Die beratende Person, vor allem in den stärker sachbezogenen Beratungsgesprächen,
ist gefordert, die zur Problemlösung und Entscheidungsfindung notwendigen Informationen
der ratsuchenden Person verständlich zu vermitteln. Dabei ist vordringlich darauf
zu achten, dass
die ratsuchende Person die Informationen annimmt und versteht. Das bedeutet,
dass die beratende Person die ratsuchende nicht mit ihren Informationen überfüttert,
„totredet“ und dadurch eher verwirrt, sowie verunsichert. Hilfreich für die gegenseitige Verständigung
in einem Beratungsgespräch ist, eine verständliche Sprache zu wählen, die Menge
der Informationen zu dosieren und sie logisch gegliedert vorzubringen.
Die während der Beratung gegebenen Informationen sollen nur zwei Funktionen erfüllen:
1. Zunächst stecken sie den Spielraum der Entscheidung ab, der sich durch die individuelle
Lebenssituation, durch gesetzliche Bestimmungen oder aus der Natur der Sachlage ergibt.
So ist durch die gegenwärtige Lage auf dem Arbeitsmarkt für einen 55-jährigen
Mitarbeiter, dem seine Arbeit seit der Versetzung in eine andere Abteilung keine Freude
mehr macht, der Spielraum der Entscheidungen deutlich eingeschränkt, denn die Möglichkeit
einer Kündigung und neuer Stellensuche schließt sich aus.

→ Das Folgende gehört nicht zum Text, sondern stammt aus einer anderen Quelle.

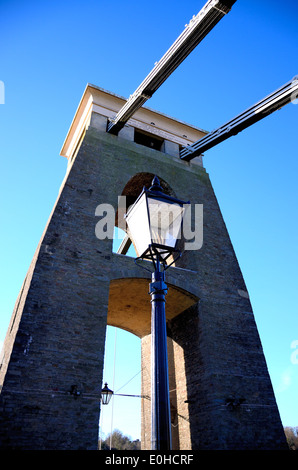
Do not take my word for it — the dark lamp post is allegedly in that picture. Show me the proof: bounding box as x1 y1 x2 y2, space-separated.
101 383 113 405
125 176 189 450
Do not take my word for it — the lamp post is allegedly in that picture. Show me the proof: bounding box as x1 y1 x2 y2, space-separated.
125 176 189 450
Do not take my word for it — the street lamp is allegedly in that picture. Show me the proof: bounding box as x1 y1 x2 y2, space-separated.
125 176 189 450
101 382 114 405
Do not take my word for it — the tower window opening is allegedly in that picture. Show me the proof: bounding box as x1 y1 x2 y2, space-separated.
134 129 163 151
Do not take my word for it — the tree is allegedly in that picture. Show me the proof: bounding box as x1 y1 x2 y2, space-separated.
284 426 298 450
101 429 141 450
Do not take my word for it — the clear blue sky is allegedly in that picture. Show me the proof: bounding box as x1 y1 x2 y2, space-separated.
0 0 298 438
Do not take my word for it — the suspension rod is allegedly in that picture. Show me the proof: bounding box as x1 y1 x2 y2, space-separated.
107 0 236 135
180 76 298 161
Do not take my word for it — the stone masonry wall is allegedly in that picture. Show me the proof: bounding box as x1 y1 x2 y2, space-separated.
0 115 286 450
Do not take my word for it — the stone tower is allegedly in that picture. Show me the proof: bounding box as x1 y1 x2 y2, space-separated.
0 85 286 450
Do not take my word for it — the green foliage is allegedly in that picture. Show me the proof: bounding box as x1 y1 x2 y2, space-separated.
101 429 141 450
284 427 298 450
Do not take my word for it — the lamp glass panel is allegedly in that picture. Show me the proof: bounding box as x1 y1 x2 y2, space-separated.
126 194 151 256
148 197 184 248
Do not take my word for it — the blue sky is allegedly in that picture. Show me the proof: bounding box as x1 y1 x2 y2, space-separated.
0 0 298 438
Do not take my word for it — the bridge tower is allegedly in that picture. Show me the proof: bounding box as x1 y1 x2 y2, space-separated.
0 85 286 450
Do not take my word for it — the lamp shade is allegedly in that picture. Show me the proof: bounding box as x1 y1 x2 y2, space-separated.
125 176 188 258
101 383 114 405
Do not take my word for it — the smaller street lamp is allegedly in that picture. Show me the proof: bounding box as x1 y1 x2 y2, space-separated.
125 176 189 450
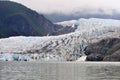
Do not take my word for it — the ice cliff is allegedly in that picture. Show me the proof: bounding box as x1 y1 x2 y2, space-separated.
0 18 120 61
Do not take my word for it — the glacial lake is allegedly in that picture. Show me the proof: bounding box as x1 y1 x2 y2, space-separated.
0 62 120 80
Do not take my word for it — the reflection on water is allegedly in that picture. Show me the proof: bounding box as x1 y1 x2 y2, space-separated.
0 62 120 80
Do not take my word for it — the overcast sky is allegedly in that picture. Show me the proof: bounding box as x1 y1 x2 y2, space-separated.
11 0 120 22
12 0 120 14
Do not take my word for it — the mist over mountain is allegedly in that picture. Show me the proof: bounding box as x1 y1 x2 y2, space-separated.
0 1 75 38
45 9 120 22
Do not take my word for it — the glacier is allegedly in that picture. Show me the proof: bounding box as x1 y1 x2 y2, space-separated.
0 18 120 61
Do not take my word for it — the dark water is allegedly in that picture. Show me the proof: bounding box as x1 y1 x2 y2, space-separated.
0 62 120 80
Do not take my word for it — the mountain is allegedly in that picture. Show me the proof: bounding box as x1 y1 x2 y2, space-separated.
0 1 58 37
0 18 120 61
0 1 75 38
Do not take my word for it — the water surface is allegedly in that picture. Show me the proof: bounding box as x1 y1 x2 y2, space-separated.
0 62 120 80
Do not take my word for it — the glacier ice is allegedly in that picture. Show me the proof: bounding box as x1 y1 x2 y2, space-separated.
0 18 120 61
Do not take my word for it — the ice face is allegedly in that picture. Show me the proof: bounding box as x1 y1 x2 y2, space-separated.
0 18 120 61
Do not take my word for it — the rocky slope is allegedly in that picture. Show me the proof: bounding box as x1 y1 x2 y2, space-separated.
0 18 120 61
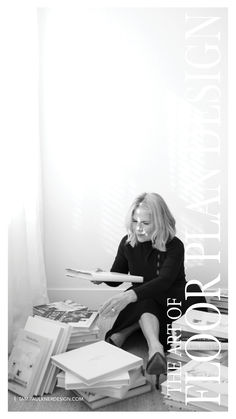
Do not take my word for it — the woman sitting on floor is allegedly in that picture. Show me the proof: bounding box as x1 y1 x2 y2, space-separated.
95 193 205 388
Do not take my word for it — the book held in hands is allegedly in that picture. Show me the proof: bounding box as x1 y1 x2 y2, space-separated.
66 268 143 283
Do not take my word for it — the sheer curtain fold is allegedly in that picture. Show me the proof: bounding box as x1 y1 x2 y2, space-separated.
6 7 48 351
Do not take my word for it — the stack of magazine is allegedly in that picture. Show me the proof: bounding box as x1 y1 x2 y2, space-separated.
33 300 99 350
8 316 72 397
167 310 228 370
52 341 151 409
161 310 228 411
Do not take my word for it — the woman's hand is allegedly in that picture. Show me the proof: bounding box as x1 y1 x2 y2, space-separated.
99 290 138 317
90 268 103 285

2. Die zweite Funktion, welche die beratende Person der ratsuchenden geben soll, besteht
im Aufzählen der verschiedenen Entscheidungsmöglichkeiten im vorher abgesteckten
Rahmen, die das Problem des Ratsuchenden lösen; dazu gehört auch, die entsprechenden
Konsequenzen aufzuzeigen. Dabei soll die beratende Person sich nicht auf eine Entscheidungsmöglichkeit
beschränken, sondern mehrere nennen und besonders die sich aus der
Entscheidung ergebenden Konsequenzen für die verschiedenen Bereiche des Lebens darlegen.
Das Ziel der Beratung ist es nicht, für den Ratsuchenden zu
entscheiden und für ihn sein Problem
zu lösen. Zentrales Beratungsziel ist es vielmehr, dem Ratsuchenden zu helfen, mit seinem
Problem selbst fertig zu werden.
Die beratende Person soll in keinem Fall der ratsuchenden die Entscheidung abnehmen,
auch nicht, wenn sie massiv dazu gedrängt wird. Dies geschieht oft mit der Aufforderung:
„Was würden Sie tun, wenn Sie in meiner Situation wären?“ Die beratende Person befindet
sich nicht in der Situation der ratsuchenden. Auch wenn sie sich noch so gut in die Lage der
ratsuchenden hineindenken und hineinversetzen kann, sie steht nicht existenziell an deren
Stelle.
Zwei Gründe sprechen dagegen, dass die beratende Person der ratsuchenden die Entscheidung
abnimmt;
ein juristischer und ein psychologischer Grund.
In juristisch nicht einklagbaren Fällen (z.B.
bei der Berufswegplanung) trägt die ratsuchende
Person die volle Verantwortung für die Konsequenzen der Entscheidung.
In den meisten Fällen ist der Beratene für seine Entscheidungen selbst verantwortlich, selbst
wenn er dadurch Nachteile hat. Nur in seltenen Fällen kann der Berater aufgrund einer falschen Beratung haftbar gemacht werden.
Die psychologischen Gründe sind ebenfalls von großer Bedeutung. Die Entscheidungsfähigkeit
eines Menschen ist ein Gradmesser für seine Persönlichkeitsreife; durch eigenständige
Entscheidungen reift der Mensch zur Selbstständigkeit. Werden einem Menschen alle Entscheidungen
abgenommen, bleibt er
unmündig, unselbstständig und unfähig, sein Leben eigenverantwortlich
zu gestalten und in die eigenen Hände zu nehmen.